Fancy Bear Goes Phishing

Fancy Bear Goes Phishing

The Dark History of the Information Age, in Five Extraordinary Hacks

Summary

Fancy Bear was hungry. Looking for embarrassing information about Hillary Clinton, the elite hacking unit within Russian military intelligence broke into the Democratic National Committee network, grabbed what it could, and may have contributed to the election of Donald Trump.

Robert Morris was curious. Experimenting one night, the graduate student from Cornell University released "the Great Worm" and became the first person to crash the internet.

Dark Avenger was in love. To impress his crush, the Bulgarian hacker invented the first mutating computer virus-engine and nearly destroyed the anti-virus industry.

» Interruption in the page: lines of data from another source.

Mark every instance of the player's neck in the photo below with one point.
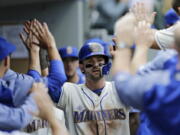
(94, 85)
(74, 78)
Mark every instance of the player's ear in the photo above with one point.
(81, 67)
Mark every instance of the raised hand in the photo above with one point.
(44, 36)
(29, 40)
(124, 30)
(142, 13)
(143, 35)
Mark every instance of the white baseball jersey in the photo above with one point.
(165, 38)
(86, 113)
(41, 127)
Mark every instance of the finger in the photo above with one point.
(39, 27)
(46, 27)
(36, 114)
(22, 37)
(27, 24)
(27, 31)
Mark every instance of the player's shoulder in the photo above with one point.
(110, 85)
(71, 86)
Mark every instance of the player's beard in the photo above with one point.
(94, 77)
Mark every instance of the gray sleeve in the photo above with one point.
(111, 9)
(131, 89)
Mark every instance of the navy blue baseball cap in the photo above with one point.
(69, 51)
(171, 17)
(6, 48)
(93, 47)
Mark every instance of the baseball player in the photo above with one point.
(155, 93)
(70, 60)
(163, 39)
(15, 102)
(93, 107)
(9, 75)
(37, 125)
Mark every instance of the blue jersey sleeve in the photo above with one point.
(14, 88)
(6, 95)
(16, 118)
(54, 81)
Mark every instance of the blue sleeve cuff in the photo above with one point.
(34, 74)
(56, 79)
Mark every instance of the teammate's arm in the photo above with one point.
(16, 118)
(56, 77)
(46, 110)
(143, 41)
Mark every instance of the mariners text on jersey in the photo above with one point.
(87, 115)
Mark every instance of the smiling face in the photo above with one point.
(70, 65)
(92, 67)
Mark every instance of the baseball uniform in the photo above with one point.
(88, 113)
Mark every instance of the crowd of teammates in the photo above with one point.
(73, 97)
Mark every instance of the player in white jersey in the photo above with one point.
(94, 108)
(38, 126)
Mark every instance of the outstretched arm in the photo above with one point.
(46, 110)
(56, 77)
(16, 118)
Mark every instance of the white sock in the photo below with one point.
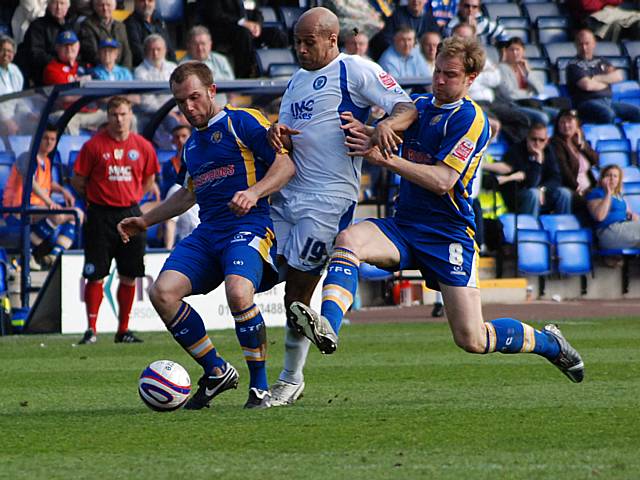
(295, 355)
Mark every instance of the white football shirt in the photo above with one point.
(312, 103)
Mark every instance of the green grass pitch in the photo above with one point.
(396, 401)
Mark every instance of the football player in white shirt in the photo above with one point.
(321, 100)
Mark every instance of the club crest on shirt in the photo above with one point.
(387, 80)
(463, 149)
(216, 136)
(319, 82)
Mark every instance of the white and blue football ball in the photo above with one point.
(164, 386)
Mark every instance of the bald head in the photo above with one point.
(316, 38)
(319, 19)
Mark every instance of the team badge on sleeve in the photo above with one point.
(463, 149)
(387, 80)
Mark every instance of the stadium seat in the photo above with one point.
(535, 10)
(557, 222)
(631, 193)
(552, 29)
(270, 18)
(614, 152)
(170, 10)
(534, 253)
(630, 174)
(632, 132)
(20, 144)
(497, 10)
(289, 16)
(621, 91)
(573, 251)
(525, 221)
(268, 56)
(67, 143)
(516, 27)
(594, 132)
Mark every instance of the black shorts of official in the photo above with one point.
(103, 244)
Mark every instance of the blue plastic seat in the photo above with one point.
(559, 222)
(266, 57)
(573, 249)
(525, 221)
(594, 132)
(534, 253)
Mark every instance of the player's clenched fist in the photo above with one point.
(130, 227)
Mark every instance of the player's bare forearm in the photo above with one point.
(176, 204)
(278, 175)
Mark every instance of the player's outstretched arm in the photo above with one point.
(280, 172)
(279, 136)
(176, 204)
(401, 117)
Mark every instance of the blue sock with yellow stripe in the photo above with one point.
(252, 335)
(507, 335)
(188, 329)
(340, 286)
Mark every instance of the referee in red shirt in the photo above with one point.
(113, 172)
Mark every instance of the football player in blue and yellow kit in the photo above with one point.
(433, 228)
(229, 169)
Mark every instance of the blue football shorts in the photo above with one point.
(441, 257)
(206, 257)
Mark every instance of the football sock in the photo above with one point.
(296, 349)
(340, 286)
(507, 335)
(252, 335)
(93, 299)
(125, 296)
(188, 329)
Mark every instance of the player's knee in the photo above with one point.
(469, 343)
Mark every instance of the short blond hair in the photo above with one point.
(468, 50)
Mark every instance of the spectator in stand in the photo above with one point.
(66, 69)
(107, 69)
(239, 32)
(429, 48)
(518, 86)
(113, 171)
(50, 234)
(515, 124)
(607, 19)
(487, 30)
(356, 43)
(11, 81)
(144, 21)
(26, 12)
(615, 224)
(199, 48)
(576, 158)
(169, 173)
(443, 11)
(589, 80)
(156, 68)
(99, 26)
(356, 15)
(403, 59)
(412, 15)
(535, 183)
(39, 45)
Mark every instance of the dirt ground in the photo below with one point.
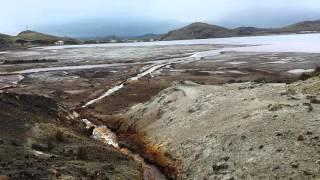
(235, 131)
(225, 128)
(40, 139)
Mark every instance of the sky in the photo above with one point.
(90, 18)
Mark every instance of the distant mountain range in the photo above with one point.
(33, 38)
(193, 31)
(204, 31)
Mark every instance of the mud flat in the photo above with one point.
(249, 118)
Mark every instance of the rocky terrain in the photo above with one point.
(235, 131)
(32, 38)
(41, 139)
(205, 31)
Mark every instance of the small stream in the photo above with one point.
(106, 136)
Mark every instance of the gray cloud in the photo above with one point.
(128, 17)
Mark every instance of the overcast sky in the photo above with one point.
(134, 17)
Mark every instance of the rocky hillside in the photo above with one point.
(205, 31)
(5, 40)
(197, 31)
(235, 131)
(40, 139)
(33, 36)
(303, 26)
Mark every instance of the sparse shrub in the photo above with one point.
(60, 136)
(82, 153)
(305, 76)
(50, 146)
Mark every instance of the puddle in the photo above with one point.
(105, 135)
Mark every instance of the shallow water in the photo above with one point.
(271, 43)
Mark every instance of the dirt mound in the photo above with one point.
(235, 131)
(40, 139)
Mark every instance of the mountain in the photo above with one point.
(303, 26)
(41, 38)
(197, 31)
(205, 31)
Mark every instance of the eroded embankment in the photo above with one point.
(235, 131)
(41, 139)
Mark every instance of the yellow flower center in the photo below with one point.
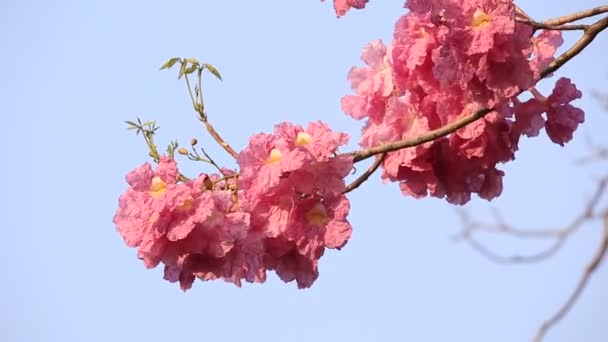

Why is the internet so insecure? How do hackers exploit its vulnerabilities? Fancy Bear Goes Phishing tells the stories of five great hacks, their origins, motivations and consequences. As well as Fancy Bear, Robert Morris and Dark Avenger, we meet Cameron Lacroix, a sixteen-year-old from South Boston, who hacked Paris Hilton's cell phone because he wanted to be famous and Paras Jha, a Rutgers undergraduate, who built a giant botnet designed to get him out of his calculus exam and disrupt the online game Minecraft, but which almost destroyed the internet in the process. Scott Shapiro's five stories demonstrate that computer hacking is not just a tale of technology, but of human beings.

Yet as Shapiro shows, hackers do not just abuse computer code - they exploit the philosophical principles of computation: the very features that make computers possible also make hacking possible. He explains how our information society works, the ways our data is stored and manipulated, and why it is so subject to exploitation. Both intellectual romp and dramatic true-crime narrative, Fancy Bear Goes Phishing exposes the secrets of the digital age.

Reviews

  • When does cyber-espionage tip into cybercrime or even cyber-warfare? ... Scott Shapiro is well-placed to tackle these quandaries ... masterful ... His narrative zips between technical explanations, legal reasoning and the ideas of thinkers including René Descartes and Alan Turing ... making the subject intelligible to non-specialist readers
    Economist

About the author

Scott Shapiro

Scott J. Shapiro is the Charles F. Southmayd Professor of Law and Professor of Philosophy at Yale Law School, where he is the Director of the Centre for Law and Philosophy and the CyberSecurity Lab. He is also the Visiting Quain Professor of Jurisprudence at University College, London. He is the author of Legality and editor of The Oxford Handbook of Jurisprudence and the Philosophy of Law, and the co-author, with Oona Hathaway, of The Internationalists: How a Radical Plan to Outlaw War Remade the World.